Nuestra situación, con todo, no es peor que la de nuestros padres. Quizá incluso sea un poco mejor. Hace ochenta, cuarenta o veinte años aún se pensaba que estábamos trabajando por el progreso, por el orden o por la libertad: las ideologías habían teologizado la gran construcción moderna y cada nuevo avance de la dominación aún podía esgrimir el argumento de la emancipación; se trabajaba por la libertad, por la igualdad, por el socialismo, por la prosperidad, en definitiva, por el futuro, y cada una de esas palabras paliaba el efecto devastador de la construcción tecnoeconómica, cada una de esas palabras era una nueva placa en la esfera de la nada. Hoy, por el contrario, las cosas aparecen bajo una luz nueva. Es la gran ventaja de estar ya en el ojo del ciclón: la perspectiva mejora. Así podemos ver que al invocar el futuro del progreso, al invocar esa utopía en la que dominación y emancipación se confunden, estábamos recubriendo la esfera desde dentro, instalados ya en su interior, viviendo en el nihilismo de los últimos hombres. Esta percepción todavía no es mayoritaria, pero empieza a abrirse paso desde los puntos más dispares: en la preocupación ecológica, en la denuncia de la muerte del espíritu, en la búsqueda de nuevas formas de conciencia, en la censura a la civilización económica, en la exploración de nuevas vías de participación política, en el rescate de modos tradicionales de socialidad; también en las artes, donde los estertores de la abstracción nihilista empiezan a alumbrar, aquí y allá, ensayos para una búsqueda nueva del sentido.
Estamos asistiendo a la aparición de nuevas grietas en la esfera. La gran novedad, el gran hallazgo de nuestro tiempo, es que las estamos viendo nacer desde dentro. Estamos en el ojo del ciclón. Ese es el punto desde el que vemos surgir las nuevas grietas y, con cada una de ellas, una nueva esperanza. Son, con todo, esperanzas lejanas: el ciclón gira demasiado deprisa en torno a nosotros; cada nueva grieta, cada nueva imagen de fuga, gira a toda velocidad como en un caleidoscopio enloquecido. Así sería inútil tratar de escapar por ellas: la propia fuerza del ciclón nos repelería, nos estrellaríamos contra sus paredes y volveríamos al punto de partida.
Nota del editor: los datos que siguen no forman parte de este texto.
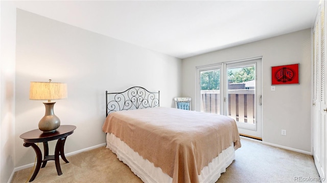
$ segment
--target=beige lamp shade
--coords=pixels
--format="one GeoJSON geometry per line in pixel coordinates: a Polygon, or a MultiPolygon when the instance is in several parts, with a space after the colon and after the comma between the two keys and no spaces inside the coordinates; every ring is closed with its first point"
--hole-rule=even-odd
{"type": "Polygon", "coordinates": [[[31,82],[30,100],[51,100],[67,98],[67,84],[51,82],[31,82]]]}

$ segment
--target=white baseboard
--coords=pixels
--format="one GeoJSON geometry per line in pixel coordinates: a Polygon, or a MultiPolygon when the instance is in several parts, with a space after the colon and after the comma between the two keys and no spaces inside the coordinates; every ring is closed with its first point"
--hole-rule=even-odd
{"type": "Polygon", "coordinates": [[[279,147],[279,148],[282,148],[287,149],[287,150],[292,150],[292,151],[297,152],[303,153],[303,154],[306,154],[306,155],[311,155],[311,156],[313,155],[312,152],[309,152],[309,151],[305,151],[305,150],[297,149],[294,148],[286,147],[286,146],[283,146],[283,145],[277,145],[277,144],[273,144],[273,143],[272,143],[266,142],[264,142],[263,141],[262,141],[262,143],[264,144],[267,144],[267,145],[271,145],[271,146],[273,146],[279,147]]]}
{"type": "MultiPolygon", "coordinates": [[[[256,139],[252,139],[252,138],[249,138],[249,137],[244,137],[244,136],[241,136],[240,137],[241,137],[241,139],[242,138],[245,138],[245,139],[246,139],[247,140],[255,141],[256,142],[261,142],[261,143],[262,143],[264,144],[266,144],[266,145],[273,146],[274,146],[274,147],[279,147],[279,148],[283,148],[283,149],[292,150],[292,151],[295,151],[295,152],[303,153],[303,154],[306,154],[306,155],[311,155],[311,156],[312,156],[313,155],[312,152],[309,152],[309,151],[305,151],[305,150],[300,150],[300,149],[297,149],[294,148],[291,148],[291,147],[287,147],[287,146],[283,146],[283,145],[281,145],[273,144],[272,143],[266,142],[264,141],[263,140],[261,141],[261,140],[256,140],[256,139]]],[[[241,142],[241,143],[242,143],[242,142],[241,142]]]]}
{"type": "MultiPolygon", "coordinates": [[[[66,157],[69,157],[70,156],[76,155],[76,154],[82,152],[84,152],[84,151],[87,151],[87,150],[91,150],[91,149],[95,149],[95,148],[98,148],[98,147],[102,147],[102,146],[105,146],[106,145],[106,143],[104,143],[100,144],[99,144],[99,145],[95,145],[95,146],[92,146],[92,147],[89,147],[85,148],[83,149],[77,150],[76,151],[69,152],[69,153],[67,153],[67,154],[65,154],[65,156],[66,157]]],[[[36,156],[36,155],[35,155],[35,156],[36,156]]],[[[43,155],[42,155],[42,156],[43,156],[43,155]]],[[[20,167],[16,167],[16,168],[14,168],[14,170],[13,171],[12,173],[11,173],[11,175],[10,175],[10,178],[9,178],[9,180],[8,180],[8,183],[10,183],[11,182],[11,180],[12,179],[12,178],[14,176],[14,174],[15,173],[15,172],[16,172],[17,171],[19,171],[19,170],[21,170],[25,169],[26,168],[32,167],[33,166],[34,166],[34,163],[31,163],[31,164],[27,164],[27,165],[26,165],[21,166],[20,167]]]]}

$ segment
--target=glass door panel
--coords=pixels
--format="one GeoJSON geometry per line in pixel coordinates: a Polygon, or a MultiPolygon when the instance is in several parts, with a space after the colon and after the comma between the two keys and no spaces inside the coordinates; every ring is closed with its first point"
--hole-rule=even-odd
{"type": "Polygon", "coordinates": [[[200,111],[220,114],[220,70],[200,72],[200,111]]]}
{"type": "Polygon", "coordinates": [[[237,122],[255,125],[255,65],[228,68],[227,75],[227,116],[237,122]]]}

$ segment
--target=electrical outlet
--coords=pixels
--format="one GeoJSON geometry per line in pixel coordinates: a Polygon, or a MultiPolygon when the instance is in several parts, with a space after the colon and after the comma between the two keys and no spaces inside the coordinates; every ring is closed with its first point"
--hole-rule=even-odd
{"type": "Polygon", "coordinates": [[[276,90],[276,86],[271,86],[271,90],[272,91],[275,91],[276,90]]]}

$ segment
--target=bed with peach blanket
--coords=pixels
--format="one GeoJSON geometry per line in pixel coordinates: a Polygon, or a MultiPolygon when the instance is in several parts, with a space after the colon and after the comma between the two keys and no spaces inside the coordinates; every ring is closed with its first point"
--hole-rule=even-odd
{"type": "Polygon", "coordinates": [[[241,147],[236,124],[225,116],[135,109],[109,113],[103,131],[107,147],[144,182],[214,182],[241,147]]]}

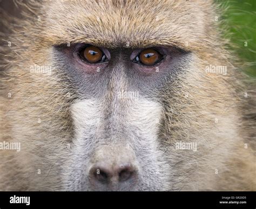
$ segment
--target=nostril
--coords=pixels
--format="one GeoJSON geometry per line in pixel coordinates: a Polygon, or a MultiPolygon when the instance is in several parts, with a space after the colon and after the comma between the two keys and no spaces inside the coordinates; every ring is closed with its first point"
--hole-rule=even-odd
{"type": "Polygon", "coordinates": [[[125,169],[119,173],[119,181],[125,182],[133,176],[134,171],[130,171],[129,169],[125,169]]]}
{"type": "Polygon", "coordinates": [[[93,166],[90,170],[89,178],[93,185],[118,185],[118,183],[131,183],[137,179],[136,167],[130,164],[119,166],[100,163],[93,166]]]}
{"type": "Polygon", "coordinates": [[[94,182],[107,183],[110,178],[109,172],[98,166],[92,168],[90,173],[90,179],[94,182]]]}
{"type": "Polygon", "coordinates": [[[99,182],[106,183],[109,178],[109,175],[105,172],[100,169],[97,169],[94,173],[95,178],[99,182]]]}

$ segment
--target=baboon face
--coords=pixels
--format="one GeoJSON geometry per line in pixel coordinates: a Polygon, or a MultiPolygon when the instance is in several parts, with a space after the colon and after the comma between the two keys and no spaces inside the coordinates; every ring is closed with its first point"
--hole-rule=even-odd
{"type": "Polygon", "coordinates": [[[42,6],[22,68],[51,67],[50,75],[26,72],[27,93],[43,93],[24,101],[31,109],[23,126],[33,130],[26,140],[37,145],[31,152],[40,157],[33,163],[44,158],[53,165],[44,189],[186,188],[199,154],[177,150],[176,143],[209,139],[204,134],[214,117],[208,113],[216,113],[210,109],[217,101],[207,102],[205,95],[218,94],[212,89],[219,83],[204,70],[218,53],[209,38],[215,33],[205,27],[206,19],[214,21],[210,5],[99,1],[42,6]],[[206,49],[212,51],[204,56],[206,49]],[[41,124],[31,125],[37,117],[41,124]]]}

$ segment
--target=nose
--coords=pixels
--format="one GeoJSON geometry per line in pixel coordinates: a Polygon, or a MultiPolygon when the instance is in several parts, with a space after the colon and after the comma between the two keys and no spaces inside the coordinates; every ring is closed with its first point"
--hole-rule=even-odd
{"type": "Polygon", "coordinates": [[[134,180],[137,175],[136,168],[131,163],[111,165],[101,163],[93,165],[90,171],[90,179],[95,184],[119,184],[134,180]]]}

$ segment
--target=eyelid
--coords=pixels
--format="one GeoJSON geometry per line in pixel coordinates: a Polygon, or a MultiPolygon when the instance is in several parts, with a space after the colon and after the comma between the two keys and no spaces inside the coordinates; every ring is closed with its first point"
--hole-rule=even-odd
{"type": "Polygon", "coordinates": [[[131,54],[130,59],[131,61],[133,60],[136,57],[139,55],[139,53],[143,51],[143,50],[146,50],[147,48],[152,48],[152,50],[156,50],[157,52],[158,52],[160,55],[161,55],[163,57],[164,57],[165,54],[167,54],[167,49],[162,48],[162,47],[149,47],[149,48],[138,48],[137,50],[134,50],[132,54],[131,54]]]}
{"type": "Polygon", "coordinates": [[[103,52],[103,53],[106,55],[107,59],[109,60],[110,60],[110,58],[111,58],[110,53],[109,52],[109,50],[107,50],[106,48],[104,48],[104,47],[101,47],[95,46],[95,45],[89,44],[82,43],[82,44],[77,44],[76,47],[75,47],[75,50],[77,51],[77,52],[80,52],[82,50],[83,50],[86,47],[87,47],[88,46],[96,46],[96,47],[99,48],[102,51],[102,52],[103,52]]]}
{"type": "Polygon", "coordinates": [[[131,54],[131,60],[133,60],[136,58],[136,57],[139,54],[139,53],[142,50],[143,50],[143,49],[137,49],[133,51],[132,54],[131,54]]]}

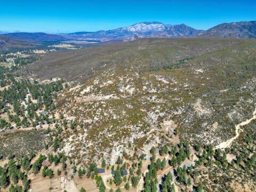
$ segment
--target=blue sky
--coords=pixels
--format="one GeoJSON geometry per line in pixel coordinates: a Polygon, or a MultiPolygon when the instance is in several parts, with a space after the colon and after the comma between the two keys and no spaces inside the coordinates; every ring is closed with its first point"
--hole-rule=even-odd
{"type": "Polygon", "coordinates": [[[0,0],[0,31],[68,33],[113,29],[142,21],[198,29],[256,20],[255,0],[0,0]]]}

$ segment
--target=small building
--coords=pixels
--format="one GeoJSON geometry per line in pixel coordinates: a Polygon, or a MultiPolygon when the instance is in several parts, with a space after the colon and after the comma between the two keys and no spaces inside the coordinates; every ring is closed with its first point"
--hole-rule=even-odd
{"type": "MultiPolygon", "coordinates": [[[[122,175],[122,173],[123,173],[123,175],[127,175],[128,174],[128,172],[127,172],[126,170],[120,170],[119,171],[120,174],[122,175]]],[[[115,173],[116,173],[116,171],[112,171],[111,172],[111,173],[112,174],[112,176],[115,175],[115,173]]]]}
{"type": "Polygon", "coordinates": [[[49,166],[51,166],[51,164],[46,160],[44,160],[43,162],[42,162],[42,165],[43,166],[46,166],[47,167],[49,167],[49,166]]]}
{"type": "Polygon", "coordinates": [[[47,115],[49,113],[49,111],[42,111],[40,112],[40,115],[47,115]]]}
{"type": "Polygon", "coordinates": [[[103,168],[98,168],[98,172],[99,173],[102,173],[105,172],[105,169],[103,168]]]}
{"type": "Polygon", "coordinates": [[[137,152],[136,152],[136,156],[141,156],[141,155],[143,154],[143,153],[142,150],[138,150],[137,152]]]}

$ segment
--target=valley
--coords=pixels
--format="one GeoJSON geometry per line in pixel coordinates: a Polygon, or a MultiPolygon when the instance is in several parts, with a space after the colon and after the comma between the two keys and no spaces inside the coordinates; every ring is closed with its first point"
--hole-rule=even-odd
{"type": "Polygon", "coordinates": [[[62,40],[0,52],[0,191],[255,191],[255,39],[62,40]]]}

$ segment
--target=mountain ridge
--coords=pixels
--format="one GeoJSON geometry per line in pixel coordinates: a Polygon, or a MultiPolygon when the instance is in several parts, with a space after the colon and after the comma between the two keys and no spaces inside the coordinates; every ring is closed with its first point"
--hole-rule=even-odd
{"type": "Polygon", "coordinates": [[[108,30],[77,31],[67,34],[51,34],[45,33],[11,33],[0,36],[39,41],[124,41],[141,38],[256,38],[256,21],[223,23],[206,30],[196,29],[182,23],[166,25],[158,21],[144,21],[130,26],[108,30]]]}

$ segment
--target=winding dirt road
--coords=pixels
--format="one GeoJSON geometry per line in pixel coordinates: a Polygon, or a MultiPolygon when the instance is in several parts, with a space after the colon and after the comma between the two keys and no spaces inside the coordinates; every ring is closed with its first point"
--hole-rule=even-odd
{"type": "MultiPolygon", "coordinates": [[[[256,103],[255,103],[256,104],[256,103]]],[[[254,104],[254,105],[255,105],[254,104]]],[[[255,108],[254,109],[254,111],[253,111],[252,114],[252,117],[249,119],[246,119],[246,121],[240,123],[239,124],[237,124],[236,125],[236,136],[234,137],[233,137],[230,139],[229,139],[227,141],[223,142],[219,144],[219,145],[214,147],[213,148],[214,149],[225,149],[227,147],[230,147],[231,146],[231,145],[232,144],[232,142],[235,139],[236,139],[238,137],[240,134],[240,132],[242,131],[241,129],[240,128],[241,126],[244,126],[245,125],[247,125],[247,124],[249,124],[252,120],[255,119],[256,119],[256,105],[255,105],[255,108]]]]}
Sin embargo, sabemos que con cada nueva grieta la fuerza del ciclón decrecerá.
Sabemos dónde está la Nada: no ahí fuera, en un rincón del universo, en una región oscura, sino dentro de nosotros mismos. Sabemos cómo acercarnos a ella: es esa esfera que la civilización ha ido cubriendo con placas para contener a la Nada y que no escape. Sabemos lo que veremos dentro de la esfera: en un extremo, el puente que lleva a la comunión con el Todo a través de la aniquilación del Yo; en otro, la imagen fulgurante de un ciclón que todo lo arrasa. Sabemos dónde estamos nosotros: aquí y ahora, dentro de ese ciclón, en su ojo de máxima calma y de máximo riesgo. El siguiente paso es el más difícil: saltar fuera del ciclón, volver a atravesar sus paredes aniquiladoras. Volver a poner la nada en su lugar. Una vez más. Tal vez hasta que nos vuelva a succionar.